I was the third child in the family—girl, boy, girl, girl and boy in that order and quite a rebel. I developed a tendency to ask questions and was not satisfied with the customary way of life for a girlchild. When I found my elder brother, Bachchan, encouraging our youngest brother, Raju, to take up mountaineering I thought, why not me? I found that my brothers were always getting preferential treatment and all opportunities and options were open to them. This made me even more determined to not only do what the boys were doing, but to do it better.
The general thinking of mountain people was that mountaineering as a sport was not for them. They considered themselves to be born mountaineers as they had to go up and down mountain slopes for their daily livelihood and even for routine work. On the other hand, as a student, I would look curiously at foreign backpackers passing by my village and wonder where they were going.

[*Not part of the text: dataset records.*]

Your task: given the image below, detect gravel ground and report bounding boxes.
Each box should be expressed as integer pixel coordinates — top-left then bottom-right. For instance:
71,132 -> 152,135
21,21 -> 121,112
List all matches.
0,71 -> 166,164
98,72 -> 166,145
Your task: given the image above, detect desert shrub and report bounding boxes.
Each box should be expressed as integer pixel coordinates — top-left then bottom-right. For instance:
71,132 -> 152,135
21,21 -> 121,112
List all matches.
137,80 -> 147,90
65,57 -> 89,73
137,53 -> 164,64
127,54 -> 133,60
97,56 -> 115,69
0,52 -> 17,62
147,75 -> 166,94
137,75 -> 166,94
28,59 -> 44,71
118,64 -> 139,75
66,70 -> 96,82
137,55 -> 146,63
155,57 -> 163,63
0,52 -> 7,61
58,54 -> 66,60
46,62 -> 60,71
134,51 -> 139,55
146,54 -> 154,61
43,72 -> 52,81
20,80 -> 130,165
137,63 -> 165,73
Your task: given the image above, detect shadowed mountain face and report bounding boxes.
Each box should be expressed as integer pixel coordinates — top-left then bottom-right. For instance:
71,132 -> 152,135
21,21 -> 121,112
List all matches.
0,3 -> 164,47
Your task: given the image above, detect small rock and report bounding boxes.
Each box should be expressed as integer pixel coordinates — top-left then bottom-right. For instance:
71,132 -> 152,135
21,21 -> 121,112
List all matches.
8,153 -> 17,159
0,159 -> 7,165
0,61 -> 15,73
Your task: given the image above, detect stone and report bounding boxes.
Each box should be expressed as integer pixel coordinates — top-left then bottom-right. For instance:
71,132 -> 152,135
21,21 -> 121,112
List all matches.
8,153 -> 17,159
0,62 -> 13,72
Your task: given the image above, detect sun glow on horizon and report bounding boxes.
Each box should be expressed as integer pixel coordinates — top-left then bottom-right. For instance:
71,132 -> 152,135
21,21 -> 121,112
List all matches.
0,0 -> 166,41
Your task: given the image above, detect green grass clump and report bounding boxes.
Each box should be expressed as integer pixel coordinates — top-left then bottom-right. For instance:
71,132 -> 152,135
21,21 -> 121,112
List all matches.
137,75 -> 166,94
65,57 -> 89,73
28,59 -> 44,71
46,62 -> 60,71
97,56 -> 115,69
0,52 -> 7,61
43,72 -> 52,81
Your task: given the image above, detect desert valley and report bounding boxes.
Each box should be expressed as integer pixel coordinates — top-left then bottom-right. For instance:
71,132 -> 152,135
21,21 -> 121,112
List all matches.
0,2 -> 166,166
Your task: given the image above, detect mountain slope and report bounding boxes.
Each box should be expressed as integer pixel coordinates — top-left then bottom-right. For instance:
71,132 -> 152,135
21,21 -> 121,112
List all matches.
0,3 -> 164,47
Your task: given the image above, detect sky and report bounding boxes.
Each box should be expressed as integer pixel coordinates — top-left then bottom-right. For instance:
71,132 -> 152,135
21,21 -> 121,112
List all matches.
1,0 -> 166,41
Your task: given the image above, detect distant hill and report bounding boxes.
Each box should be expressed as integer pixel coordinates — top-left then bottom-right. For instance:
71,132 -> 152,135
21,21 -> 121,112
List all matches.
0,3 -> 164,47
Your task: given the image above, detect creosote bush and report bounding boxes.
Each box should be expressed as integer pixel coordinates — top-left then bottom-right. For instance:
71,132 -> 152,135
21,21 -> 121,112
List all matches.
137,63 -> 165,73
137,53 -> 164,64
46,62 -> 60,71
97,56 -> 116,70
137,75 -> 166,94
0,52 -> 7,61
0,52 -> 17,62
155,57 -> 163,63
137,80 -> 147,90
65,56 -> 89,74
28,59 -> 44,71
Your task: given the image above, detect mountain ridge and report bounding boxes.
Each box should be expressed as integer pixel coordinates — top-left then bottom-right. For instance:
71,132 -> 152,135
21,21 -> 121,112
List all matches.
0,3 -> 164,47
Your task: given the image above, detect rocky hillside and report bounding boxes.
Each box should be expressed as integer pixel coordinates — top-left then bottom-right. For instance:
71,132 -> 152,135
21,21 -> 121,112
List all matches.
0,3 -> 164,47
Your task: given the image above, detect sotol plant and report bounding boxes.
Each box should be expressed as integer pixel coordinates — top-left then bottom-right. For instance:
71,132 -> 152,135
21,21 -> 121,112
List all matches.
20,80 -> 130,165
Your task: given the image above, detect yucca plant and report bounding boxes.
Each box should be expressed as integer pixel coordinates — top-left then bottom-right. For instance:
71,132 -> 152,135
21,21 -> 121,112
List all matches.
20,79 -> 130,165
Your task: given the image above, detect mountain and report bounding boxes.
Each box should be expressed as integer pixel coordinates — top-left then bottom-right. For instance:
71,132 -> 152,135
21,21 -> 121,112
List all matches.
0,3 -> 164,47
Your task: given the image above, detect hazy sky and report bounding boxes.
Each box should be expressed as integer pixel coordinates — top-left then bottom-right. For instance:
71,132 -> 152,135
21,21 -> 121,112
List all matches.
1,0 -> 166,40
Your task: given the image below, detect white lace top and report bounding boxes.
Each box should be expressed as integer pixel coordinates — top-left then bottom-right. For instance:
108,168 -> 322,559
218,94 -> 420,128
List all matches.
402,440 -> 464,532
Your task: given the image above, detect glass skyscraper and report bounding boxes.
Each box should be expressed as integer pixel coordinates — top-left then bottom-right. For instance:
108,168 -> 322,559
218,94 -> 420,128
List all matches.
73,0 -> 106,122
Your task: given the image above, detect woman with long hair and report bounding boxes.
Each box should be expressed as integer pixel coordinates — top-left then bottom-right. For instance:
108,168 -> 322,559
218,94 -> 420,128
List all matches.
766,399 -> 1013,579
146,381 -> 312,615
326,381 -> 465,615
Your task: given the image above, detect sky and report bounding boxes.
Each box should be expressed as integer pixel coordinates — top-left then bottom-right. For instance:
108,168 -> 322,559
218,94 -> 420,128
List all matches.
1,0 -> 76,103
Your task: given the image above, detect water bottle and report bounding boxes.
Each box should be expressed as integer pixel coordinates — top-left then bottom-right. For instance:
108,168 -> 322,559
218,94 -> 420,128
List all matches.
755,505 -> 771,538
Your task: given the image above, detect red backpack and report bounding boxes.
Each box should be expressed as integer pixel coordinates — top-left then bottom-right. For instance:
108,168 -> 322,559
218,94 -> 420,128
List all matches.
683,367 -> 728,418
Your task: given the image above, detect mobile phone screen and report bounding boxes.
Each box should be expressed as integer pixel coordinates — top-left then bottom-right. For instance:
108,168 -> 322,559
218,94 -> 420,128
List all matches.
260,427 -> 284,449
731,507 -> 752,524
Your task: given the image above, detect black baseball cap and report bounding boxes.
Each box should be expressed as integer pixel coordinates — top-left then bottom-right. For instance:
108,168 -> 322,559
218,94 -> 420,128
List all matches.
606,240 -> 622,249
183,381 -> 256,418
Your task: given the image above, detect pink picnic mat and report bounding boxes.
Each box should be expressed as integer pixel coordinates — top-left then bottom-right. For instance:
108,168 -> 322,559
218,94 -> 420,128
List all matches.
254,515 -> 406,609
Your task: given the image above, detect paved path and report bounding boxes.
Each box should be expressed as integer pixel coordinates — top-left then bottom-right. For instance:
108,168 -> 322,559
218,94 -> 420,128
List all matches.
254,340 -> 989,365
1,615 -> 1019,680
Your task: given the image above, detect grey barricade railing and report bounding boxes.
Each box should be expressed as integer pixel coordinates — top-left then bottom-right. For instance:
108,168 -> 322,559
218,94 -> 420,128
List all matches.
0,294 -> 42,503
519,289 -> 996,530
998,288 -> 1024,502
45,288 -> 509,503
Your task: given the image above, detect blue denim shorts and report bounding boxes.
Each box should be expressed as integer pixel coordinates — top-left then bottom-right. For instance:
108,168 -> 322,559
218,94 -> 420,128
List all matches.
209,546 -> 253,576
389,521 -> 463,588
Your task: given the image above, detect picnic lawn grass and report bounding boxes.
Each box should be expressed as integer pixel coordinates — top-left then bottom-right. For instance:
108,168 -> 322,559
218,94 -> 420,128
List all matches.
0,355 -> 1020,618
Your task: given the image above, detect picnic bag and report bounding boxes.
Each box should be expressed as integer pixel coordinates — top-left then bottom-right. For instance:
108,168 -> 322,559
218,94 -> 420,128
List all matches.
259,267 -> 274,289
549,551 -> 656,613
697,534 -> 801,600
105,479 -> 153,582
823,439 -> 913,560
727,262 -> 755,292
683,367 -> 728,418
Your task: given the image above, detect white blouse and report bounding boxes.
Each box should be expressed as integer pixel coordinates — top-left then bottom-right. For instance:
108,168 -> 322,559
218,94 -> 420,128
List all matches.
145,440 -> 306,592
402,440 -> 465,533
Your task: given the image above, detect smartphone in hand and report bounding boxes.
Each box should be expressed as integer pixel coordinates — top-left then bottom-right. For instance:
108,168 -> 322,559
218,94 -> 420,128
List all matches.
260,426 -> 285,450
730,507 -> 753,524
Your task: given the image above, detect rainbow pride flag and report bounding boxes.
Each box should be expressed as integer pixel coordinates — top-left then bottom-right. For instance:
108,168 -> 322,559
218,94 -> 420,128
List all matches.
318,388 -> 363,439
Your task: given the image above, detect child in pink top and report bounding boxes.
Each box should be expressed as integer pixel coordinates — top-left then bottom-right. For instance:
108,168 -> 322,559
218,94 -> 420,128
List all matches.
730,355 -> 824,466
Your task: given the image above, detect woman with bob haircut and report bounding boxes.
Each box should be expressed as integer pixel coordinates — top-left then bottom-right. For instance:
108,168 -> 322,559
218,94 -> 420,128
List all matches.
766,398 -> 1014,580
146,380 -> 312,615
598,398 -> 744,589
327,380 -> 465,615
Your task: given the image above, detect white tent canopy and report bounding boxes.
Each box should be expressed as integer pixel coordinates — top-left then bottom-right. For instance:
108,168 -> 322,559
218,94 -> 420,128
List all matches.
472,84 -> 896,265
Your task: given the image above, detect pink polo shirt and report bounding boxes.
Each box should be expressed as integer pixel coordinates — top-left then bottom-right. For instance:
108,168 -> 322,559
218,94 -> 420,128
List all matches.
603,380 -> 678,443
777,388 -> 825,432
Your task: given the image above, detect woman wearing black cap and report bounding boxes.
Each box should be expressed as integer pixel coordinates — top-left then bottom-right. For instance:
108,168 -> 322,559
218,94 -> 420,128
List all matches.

I would even invite them to my house and talk to them to learn more about their travels. The full significance of this came to me later when I started working. The foreigners took the trouble to come all the way to the Himalayas in order to educate themselves on social, cultural and scientific aspects of mountaineering, as well as to seek peace in nature’s gigantic scheme of things.
- What does the author tell us about the financial condition of her parents?
- What is the most treasured value of the author’s family?
- Give an example to show that the author’s parents were very hospitable.
- What kind of girl was the author?
- How do you know that the author’s parents discriminated between sons and daughters?
- Why do the mountain people consider themselves to be born mountaineers?
- Why would the author invite foreign mountaineers to her house ?
- Why were foreigners drawn to the Himalayas?
- They were poor, and barely managed the essentials.
- The most treasured value of the family is: how to live and maintain dignity and self-respect.
- The author’s parents invited village folk passing by to have tea at their home and gave grains to sadhus and pandits who came to the house.
- The author was a rebel. She asked questions and was not satisfied with the customary way of life.
- The author’s brothers were always getting preferential treatment. All opportunities and options were open to them.
- The mountain people consider themselves to be born mountaineers as they have to go up and down the mountain slopes for their daily livelihood and even for routine work.